Below, the suitable aspect of the optical film of this invention is explained in full detail.
First, the problems of the prior art and the features of the present invention will be described in detail.
In a 3D image display device using an optical film having a patterned optically anisotropic layer, usually, pixels for left and right eye images present in a display panel unit such as a liquid crystal panel, and right and left eye images of a patterned optically anisotropic layer These phase difference regions (first phase difference region and second phase difference region) need to be laminated in correspondence with each other. More specifically, an optical film, a display panel, and an optical film having an optically anisotropic layer (hereinafter also referred to as a striped pattern optically anisotropic layer) having a phase difference region for left and right eye images arranged in a stripe shape. When combining, it is common that the periodic direction of the pattern (the direction in which the different phase difference regions in the stripe form are alternately replaced) coincides with the vertical direction (vertical direction) of the display surface. FIG. 1 is a partially enlarged cross-sectional view in which left and right eye image pixels of a display panel portion and left and right eye image retardation regions of a conventional stripe-patterned optically anisotropic layer are arranged in correspondence with each other. Note that the left and right eye image retardation regions of the striped pattern optically anisotropic layer correspond to a first retardation region and a second retardation region described later, respectively.

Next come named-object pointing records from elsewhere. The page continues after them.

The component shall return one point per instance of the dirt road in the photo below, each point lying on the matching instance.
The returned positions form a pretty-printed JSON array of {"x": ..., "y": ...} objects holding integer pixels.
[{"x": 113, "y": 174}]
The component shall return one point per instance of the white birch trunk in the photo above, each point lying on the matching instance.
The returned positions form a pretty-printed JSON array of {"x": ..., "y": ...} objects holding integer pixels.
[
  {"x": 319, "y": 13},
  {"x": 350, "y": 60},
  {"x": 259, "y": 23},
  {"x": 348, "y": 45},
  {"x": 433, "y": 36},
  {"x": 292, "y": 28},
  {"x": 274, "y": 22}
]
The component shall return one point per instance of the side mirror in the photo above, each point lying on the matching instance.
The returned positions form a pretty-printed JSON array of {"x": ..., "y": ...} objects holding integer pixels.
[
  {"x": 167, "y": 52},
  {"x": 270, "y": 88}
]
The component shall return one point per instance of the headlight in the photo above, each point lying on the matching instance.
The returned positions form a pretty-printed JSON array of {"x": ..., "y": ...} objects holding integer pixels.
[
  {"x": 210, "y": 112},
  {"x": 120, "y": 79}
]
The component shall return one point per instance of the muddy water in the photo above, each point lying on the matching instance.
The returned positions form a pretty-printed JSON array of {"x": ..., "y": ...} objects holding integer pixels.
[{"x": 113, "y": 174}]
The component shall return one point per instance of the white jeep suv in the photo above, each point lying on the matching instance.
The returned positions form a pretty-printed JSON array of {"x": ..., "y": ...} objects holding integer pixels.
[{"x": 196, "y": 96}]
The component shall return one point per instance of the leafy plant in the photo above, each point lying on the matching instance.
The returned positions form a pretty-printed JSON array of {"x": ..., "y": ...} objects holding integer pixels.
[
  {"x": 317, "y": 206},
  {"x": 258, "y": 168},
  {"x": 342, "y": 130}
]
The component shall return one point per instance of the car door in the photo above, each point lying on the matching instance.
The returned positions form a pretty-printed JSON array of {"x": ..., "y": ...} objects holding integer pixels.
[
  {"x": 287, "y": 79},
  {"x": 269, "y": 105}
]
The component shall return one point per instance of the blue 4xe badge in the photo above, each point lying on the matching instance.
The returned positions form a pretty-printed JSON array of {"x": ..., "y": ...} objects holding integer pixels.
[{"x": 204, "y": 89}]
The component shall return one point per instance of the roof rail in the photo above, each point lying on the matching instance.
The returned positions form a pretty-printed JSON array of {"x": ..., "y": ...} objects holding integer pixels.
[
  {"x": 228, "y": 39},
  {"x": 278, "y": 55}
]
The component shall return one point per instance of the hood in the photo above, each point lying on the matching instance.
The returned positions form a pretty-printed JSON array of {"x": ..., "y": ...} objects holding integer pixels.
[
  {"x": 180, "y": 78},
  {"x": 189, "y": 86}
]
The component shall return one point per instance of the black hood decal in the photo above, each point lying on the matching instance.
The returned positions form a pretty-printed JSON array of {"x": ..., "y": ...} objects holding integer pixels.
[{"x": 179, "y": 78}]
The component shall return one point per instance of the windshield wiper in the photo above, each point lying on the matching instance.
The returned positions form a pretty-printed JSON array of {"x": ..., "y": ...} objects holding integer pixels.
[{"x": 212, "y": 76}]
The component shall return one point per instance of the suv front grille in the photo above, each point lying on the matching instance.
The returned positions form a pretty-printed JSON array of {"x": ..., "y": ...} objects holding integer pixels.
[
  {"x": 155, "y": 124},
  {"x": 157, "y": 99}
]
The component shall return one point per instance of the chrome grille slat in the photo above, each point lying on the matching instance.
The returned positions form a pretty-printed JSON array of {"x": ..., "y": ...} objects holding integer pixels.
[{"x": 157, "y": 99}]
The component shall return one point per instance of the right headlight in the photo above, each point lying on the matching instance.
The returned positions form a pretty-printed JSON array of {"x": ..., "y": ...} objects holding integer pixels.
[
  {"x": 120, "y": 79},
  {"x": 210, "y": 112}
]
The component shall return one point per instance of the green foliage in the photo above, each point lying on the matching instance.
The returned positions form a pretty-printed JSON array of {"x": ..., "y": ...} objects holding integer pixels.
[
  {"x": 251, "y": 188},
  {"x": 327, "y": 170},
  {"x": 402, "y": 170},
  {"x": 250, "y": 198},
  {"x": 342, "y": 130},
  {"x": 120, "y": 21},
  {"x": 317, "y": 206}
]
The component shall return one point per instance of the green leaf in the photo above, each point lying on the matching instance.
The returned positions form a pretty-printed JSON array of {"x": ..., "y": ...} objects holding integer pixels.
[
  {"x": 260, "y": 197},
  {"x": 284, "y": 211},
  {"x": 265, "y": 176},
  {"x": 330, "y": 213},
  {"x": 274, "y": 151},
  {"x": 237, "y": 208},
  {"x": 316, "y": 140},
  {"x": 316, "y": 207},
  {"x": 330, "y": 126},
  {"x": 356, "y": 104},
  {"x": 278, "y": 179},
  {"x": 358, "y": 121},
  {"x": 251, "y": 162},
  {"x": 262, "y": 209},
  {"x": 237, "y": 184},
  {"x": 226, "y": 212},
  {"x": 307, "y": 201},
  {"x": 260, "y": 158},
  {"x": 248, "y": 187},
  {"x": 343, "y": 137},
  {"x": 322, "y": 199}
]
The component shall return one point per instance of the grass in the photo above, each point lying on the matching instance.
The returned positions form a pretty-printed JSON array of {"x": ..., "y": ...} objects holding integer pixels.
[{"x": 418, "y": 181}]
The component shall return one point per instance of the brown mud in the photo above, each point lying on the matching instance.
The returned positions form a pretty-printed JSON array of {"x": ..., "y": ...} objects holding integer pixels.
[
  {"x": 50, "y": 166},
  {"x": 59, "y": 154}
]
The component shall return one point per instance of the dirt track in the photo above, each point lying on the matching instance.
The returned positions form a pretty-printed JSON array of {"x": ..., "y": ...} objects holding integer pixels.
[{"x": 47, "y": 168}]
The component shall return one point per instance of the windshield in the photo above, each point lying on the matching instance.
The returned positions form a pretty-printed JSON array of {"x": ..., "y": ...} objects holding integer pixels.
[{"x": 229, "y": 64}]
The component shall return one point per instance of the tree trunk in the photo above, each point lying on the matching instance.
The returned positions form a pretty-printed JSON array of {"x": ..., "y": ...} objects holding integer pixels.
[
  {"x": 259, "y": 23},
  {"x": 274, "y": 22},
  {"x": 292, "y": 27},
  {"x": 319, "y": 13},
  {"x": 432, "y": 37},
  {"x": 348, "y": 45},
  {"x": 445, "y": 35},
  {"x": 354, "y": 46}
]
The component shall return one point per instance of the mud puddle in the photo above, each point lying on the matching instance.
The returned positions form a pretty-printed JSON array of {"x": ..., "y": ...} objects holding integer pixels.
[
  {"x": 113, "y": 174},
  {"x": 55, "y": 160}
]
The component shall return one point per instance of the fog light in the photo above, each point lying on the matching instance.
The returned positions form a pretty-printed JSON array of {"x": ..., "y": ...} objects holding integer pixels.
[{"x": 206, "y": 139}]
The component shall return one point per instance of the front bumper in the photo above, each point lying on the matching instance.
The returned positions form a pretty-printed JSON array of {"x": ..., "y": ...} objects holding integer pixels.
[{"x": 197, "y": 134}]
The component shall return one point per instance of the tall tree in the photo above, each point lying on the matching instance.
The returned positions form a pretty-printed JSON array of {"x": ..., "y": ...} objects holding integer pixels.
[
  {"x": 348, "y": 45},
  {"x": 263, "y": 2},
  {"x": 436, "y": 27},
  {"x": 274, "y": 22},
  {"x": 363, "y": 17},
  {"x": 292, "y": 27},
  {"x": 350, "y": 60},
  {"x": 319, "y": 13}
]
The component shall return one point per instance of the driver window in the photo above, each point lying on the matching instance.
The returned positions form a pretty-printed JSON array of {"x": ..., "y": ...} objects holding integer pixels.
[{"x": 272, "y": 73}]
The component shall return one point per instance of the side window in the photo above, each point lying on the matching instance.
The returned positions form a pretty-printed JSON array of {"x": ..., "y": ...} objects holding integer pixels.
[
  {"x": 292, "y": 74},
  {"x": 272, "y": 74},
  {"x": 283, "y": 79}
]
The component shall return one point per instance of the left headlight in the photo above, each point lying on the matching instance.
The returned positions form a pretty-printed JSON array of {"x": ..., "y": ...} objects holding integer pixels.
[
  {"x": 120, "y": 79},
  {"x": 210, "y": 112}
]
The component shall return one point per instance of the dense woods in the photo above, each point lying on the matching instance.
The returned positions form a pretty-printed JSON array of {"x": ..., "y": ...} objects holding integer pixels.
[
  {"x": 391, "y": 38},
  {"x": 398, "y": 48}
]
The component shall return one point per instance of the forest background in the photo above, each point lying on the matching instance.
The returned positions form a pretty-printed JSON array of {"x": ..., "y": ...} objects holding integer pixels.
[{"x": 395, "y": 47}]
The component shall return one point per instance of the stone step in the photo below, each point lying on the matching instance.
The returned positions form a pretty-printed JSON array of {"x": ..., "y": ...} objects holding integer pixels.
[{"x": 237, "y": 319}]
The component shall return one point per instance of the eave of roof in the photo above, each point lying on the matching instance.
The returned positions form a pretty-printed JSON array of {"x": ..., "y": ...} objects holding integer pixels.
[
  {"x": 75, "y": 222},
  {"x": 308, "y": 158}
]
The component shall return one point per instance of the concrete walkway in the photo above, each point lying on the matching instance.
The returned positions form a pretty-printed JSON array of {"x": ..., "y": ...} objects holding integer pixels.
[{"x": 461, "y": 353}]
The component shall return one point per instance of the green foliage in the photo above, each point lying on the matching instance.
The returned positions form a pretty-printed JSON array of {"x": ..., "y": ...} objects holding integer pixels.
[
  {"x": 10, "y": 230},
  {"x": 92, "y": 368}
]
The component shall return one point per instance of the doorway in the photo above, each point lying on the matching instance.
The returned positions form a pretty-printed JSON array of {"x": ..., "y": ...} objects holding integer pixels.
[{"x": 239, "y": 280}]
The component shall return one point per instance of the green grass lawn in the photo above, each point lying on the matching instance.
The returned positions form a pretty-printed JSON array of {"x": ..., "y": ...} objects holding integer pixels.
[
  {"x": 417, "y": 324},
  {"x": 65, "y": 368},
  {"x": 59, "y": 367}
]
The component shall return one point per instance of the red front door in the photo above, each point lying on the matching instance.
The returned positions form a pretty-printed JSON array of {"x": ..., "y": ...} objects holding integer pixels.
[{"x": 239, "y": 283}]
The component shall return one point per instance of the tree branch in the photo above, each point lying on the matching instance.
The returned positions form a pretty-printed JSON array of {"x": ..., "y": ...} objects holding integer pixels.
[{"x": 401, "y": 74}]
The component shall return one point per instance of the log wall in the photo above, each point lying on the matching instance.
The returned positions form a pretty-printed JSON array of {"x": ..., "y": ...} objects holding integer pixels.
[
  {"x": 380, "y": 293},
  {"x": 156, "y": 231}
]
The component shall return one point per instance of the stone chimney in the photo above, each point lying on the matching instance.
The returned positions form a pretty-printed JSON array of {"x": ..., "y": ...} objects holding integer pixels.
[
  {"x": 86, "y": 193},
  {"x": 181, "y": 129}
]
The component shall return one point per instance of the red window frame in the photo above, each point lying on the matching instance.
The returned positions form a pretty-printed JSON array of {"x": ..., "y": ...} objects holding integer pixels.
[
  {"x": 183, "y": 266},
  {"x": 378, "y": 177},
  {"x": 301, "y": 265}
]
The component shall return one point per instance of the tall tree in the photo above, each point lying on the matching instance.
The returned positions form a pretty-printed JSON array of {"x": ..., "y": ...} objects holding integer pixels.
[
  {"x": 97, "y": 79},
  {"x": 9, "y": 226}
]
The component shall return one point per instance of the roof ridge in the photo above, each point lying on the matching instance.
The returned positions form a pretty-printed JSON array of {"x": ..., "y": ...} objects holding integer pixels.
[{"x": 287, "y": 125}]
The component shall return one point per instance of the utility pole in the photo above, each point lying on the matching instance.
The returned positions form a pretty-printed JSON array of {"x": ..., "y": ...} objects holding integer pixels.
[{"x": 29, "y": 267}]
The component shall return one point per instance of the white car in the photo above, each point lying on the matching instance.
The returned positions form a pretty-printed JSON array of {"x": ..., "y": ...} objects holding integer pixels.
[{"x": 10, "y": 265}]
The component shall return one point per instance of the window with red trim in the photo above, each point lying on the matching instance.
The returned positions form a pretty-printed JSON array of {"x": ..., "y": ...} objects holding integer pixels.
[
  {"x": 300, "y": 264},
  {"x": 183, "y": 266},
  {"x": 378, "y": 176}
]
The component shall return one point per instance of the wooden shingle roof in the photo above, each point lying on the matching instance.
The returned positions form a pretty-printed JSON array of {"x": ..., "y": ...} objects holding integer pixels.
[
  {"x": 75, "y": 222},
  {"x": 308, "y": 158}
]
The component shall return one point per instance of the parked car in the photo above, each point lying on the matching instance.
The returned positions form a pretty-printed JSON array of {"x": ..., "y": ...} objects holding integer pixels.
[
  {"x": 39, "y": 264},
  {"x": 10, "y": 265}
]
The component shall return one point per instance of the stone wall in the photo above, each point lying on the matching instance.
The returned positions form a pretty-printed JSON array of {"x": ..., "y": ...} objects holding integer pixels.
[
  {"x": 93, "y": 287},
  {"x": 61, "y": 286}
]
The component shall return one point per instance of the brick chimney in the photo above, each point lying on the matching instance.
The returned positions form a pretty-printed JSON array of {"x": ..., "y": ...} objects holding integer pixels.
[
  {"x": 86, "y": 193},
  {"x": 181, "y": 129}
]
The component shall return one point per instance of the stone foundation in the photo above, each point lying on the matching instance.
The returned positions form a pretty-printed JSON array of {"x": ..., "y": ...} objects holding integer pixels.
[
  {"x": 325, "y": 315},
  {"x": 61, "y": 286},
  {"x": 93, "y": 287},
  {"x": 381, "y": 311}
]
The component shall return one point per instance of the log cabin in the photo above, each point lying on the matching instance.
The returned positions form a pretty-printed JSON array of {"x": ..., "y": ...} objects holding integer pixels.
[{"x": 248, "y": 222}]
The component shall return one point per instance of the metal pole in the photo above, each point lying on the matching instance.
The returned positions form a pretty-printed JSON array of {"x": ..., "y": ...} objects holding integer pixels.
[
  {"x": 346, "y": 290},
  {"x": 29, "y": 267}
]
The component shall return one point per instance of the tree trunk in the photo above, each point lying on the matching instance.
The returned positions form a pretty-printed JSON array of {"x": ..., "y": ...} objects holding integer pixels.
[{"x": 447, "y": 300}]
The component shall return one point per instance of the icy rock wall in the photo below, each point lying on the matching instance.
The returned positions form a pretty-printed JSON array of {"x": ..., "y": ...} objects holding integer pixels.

1 includes a display panel 12, a glass substrate 14, a polarizing film 16, and a striped pattern optically anisotropic layer 18 in this order. In the display panel 12, left-eye image pixels (L) and right-eye image pixels (R) are alternately arranged, and black is placed between the left-eye image pixels (L) and the right-eye image pixels (R). A matrix 20 is usually arranged. In addition, the left-eye image phase difference region (L) and the right-eye image phase difference region (R) are alternately arranged in the stripe pattern optical anisotropic layer 18, and the left-eye image pixels in the display panel 12 are respectively arranged. It is arranged at a position facing (L) and the right-eye image pixel (R). In the striped pattern optically anisotropic layer 18, a boundary line 22 that is a non-oriented region exists between the left-eye image retardation region (L) and the right-eye image retardation region (R).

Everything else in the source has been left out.